Price: £25 / 700 mL
Distiller: The Northumberland Gin Co.
Origin: England, United Kingdom
Availability: UK and Online through Master of Malt
Rating: Classic gin drinkers will find that although you’ll detect some trappings of the contemporary style. Steam Punk manages to not lose the essential gin qualities, and it actually accomplishes it quite well. I think the amplified angelica notes are quite inviting, and the subtle ways that the floral/spice nuances that seem to come through on the palate are restrained and only serve to heighten the juniper-led quality. It’s not dead-on classic, no. But it’s certainly worth checking out if you’re looking for a contemporary take on classic gin that remains classic. [Rating:3.5/5]
Where out story left off, a Victorian dandy/scientist and distiller created an unctuous, vivacious liquid which was all the rage in late 19th century London. “Juniper, Cardamom and Citrus melting together in perfect harmony.” I can’t quite tell if the backstory is a bit tongue in cheek, an anachronism riddled back story to poke fun at the genre, or if this really is Sir Raleigh Holmes-Dunston’s 1892 creation, resurrected [most certainly by hand powered robots capable of passing a Turing test, held back merely by their crude source of power] and re-created.
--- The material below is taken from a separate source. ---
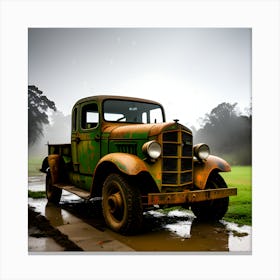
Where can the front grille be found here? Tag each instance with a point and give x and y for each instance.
(177, 158)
In any case, it boasts “seven peculiar botanicals from around the world for a distinctive taste.” [and here I thought that the word Peculiar in conjunction with gin might have been trademarked by the Edwardian marketing wunderkinds over at Hendrick’s ()]
Pleasantly spicy on the nose, cardamom and angelica with a solid juniper qua gin base to it. Quite classic, there’s some definite citrus in there as well and with bits of coriander as well. Despite the boast of “7 peculiar” I’m not getting much of anything out of the ordinary on here, I’m detecting a lot of traditional notes. Certainly, not a bad thing.
A very crisp and quite nice palate. First, there’s a hint of something a bit unusual on the first sip, perhaps a tinge of lavender? Citrus, with a mostly orange, leaning bitter orange towards the finish. A slight creamy texture to it as well, strong classic juniper backbone, and a heavier hit of coriander, though very clean and direct in its expression, perfectly melded with the vivid angelica notes. The finish is a bit sharp with a good deal of astringency, finishing in quite a classic way. I mean, it’s a really solid, bright, classic style gin. It does a lot of things well. When I contrast it with the evocative and in-your-face affront to tradition that the Corsair’s Steam Punk Gin (not reviewed on her yet, but its smoky, peppery, complex with a strong campfire/cookout vibe) this feels like the kind of gin that you don’t need to be looking for something unusual to enjoy.
And to be honest? at this price point, it’s a bargain for the level of quality too. Although I won’t bump up the rating based on expectation/price, I think it’s worth pointing out that if you find this at the listed price I found, it’s a good deal for what it does.